La felicidad no puede comprarse by Hans Hellmut Kirst

La felicidad no puede comprarse by Hans Hellmut Kirst

autor:Hans Hellmut Kirst [Kirst, Hans Hellmut]
La lengua: spa
Format: epub
Tags: Novela, Otros
editor: ePubLibre
publicado: 1959-01-01T00:00:00+00:00


Aquel día la cadena de visitantes parecía no quererse romper. Era como si el alojamiento de Dreibaum se hubiese convertido en una sala de conferencias. Incluso la propia viuda Weidenfels hacía como si entrara en una oficina y no en su buen aposento. Y hasta sonreía al descubrir restos de ceniza en el suelo, pues en definitiva, lo que importaba era el bienestar de Dreibaum y por consiguiente también las conveniencias de ella.

Sin embargo, hubo una visita que la inquietó, porque en ella se olió un riesgo para sus intereses personales. Se trataba de Hilda Wiemann. Era evidente que ésta no retrocedía ante la idea de pasar por encima de la propietaria con tal de poderse enterar de las noticias más recientes.

Pero también Dreibaum se puso un poco intranquilo cuando Hilda Wiemann entró en su habitación. Porque discutir con Wiesel, Hollriegel o Tantau era poco más o menos un juego casi interesante en el cual el humor oscilaba entre la irritación y el goce, pero en el que no se mezclaban para nada los sentimientos. Pero aquella muchacha, en los últimos tiempos, había irrumpido de una manera tan ostensible en su vida privada, que en su presencia se sentía acosado y a todas luces cohibido.

—Aquí me tiene usted —dijo Hilda Wiemann en tono amistoso.

—Ya lo veo.

—Me invitó usted.

—La primera noticia.

—Bien, tal vez lo haya olvidado —Hilda Wiemann parecía completamente tranquila. Pero su mano, ocupada arreglando la caída de su blusa, delataba nerviosismo—. Seguramente ha tenido usted mucho que hacer en estos últimos días y por esto no debe de acordarse que me prometió tocar un disco para mí.

—¡Ah! ahora caigo. Y recuerdo también que quise regalarle ese disco.

—Siento no poder aceptarlo, pero me gustaría mucho que pusiera en su gramófono el concierto para piano.

Dreibaum la observó desconfiado. Pero como sea que no dejaba de sentir cierta curiosidad, se estaba preguntando qué juego se traería ella entre manos en aquella ocasión y hasta qué punto se aventuraría a llevarlo adelante. Con las mujeres, había aprendido a estar prevenido contra cualquier sorpresa, sin olvidar en absoluto que ésta podía ser también una sorpresa agradable.
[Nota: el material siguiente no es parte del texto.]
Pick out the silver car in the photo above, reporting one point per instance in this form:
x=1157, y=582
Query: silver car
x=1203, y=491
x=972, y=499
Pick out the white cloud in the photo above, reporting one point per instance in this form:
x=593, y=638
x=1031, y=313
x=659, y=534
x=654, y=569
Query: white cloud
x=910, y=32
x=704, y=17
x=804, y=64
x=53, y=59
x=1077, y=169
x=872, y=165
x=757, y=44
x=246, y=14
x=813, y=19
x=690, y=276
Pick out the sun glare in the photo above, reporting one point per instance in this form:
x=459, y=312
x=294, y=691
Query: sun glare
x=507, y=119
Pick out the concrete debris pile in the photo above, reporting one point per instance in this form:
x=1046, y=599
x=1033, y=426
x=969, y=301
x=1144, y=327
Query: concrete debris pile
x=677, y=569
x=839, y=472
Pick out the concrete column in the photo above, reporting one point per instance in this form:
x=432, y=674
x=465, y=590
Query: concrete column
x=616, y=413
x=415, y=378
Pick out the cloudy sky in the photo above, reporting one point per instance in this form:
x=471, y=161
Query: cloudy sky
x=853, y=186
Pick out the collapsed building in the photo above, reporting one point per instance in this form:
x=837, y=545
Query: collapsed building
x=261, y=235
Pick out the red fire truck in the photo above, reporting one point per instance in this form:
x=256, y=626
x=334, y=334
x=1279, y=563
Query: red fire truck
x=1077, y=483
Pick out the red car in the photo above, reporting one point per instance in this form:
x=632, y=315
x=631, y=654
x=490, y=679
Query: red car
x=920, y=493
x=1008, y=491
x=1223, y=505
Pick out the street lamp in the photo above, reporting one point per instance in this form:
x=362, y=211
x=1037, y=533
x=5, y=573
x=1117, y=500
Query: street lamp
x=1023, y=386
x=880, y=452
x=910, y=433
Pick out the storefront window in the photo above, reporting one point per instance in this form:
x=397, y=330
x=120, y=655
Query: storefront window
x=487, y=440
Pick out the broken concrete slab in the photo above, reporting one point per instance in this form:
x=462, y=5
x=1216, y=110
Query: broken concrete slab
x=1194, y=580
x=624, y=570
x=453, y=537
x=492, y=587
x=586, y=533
Por esto empujó hacia ella una silla con marcada cortesía y la rogó que se sentara. Hilda aceptó la invitación con cierto apresuramiento.

—¿Quiere que antes hablemos un poquito, señorita Wiemann? ¿O desea que lo hagamos después?

—Sólo he venido para oír música. Puede creerlo.

—Y los últimos incidentes de mi caso ¿no le interesan?

—No.

—¿No ha venido aquí realmente por esto?

—No.

—Puede hablarme con toda franqueza, señorita Wiemann. Le contaré con mucho gusto todo lo que hay de nuevo en cuestiones de robo, desfalco o malversación. Alguna vez tendré que contarlo si no quiero correr el riesgo de que nuestra señora Weidenfels se muera de curiosidad. Si usted quiere aliviarme el peso de este inevitable trabajo de dar explicaciones, me parece muy bien.

—No me interesa nada de todo esto, señor Dreibaum —dijo Hilda mirándole a los ojos.

Andrés estuvo a punto de mover la cabeza admirado. Pero se abstuvo de hacerlo. Ella no merecía sin duda ser testigo de sus sentimientos.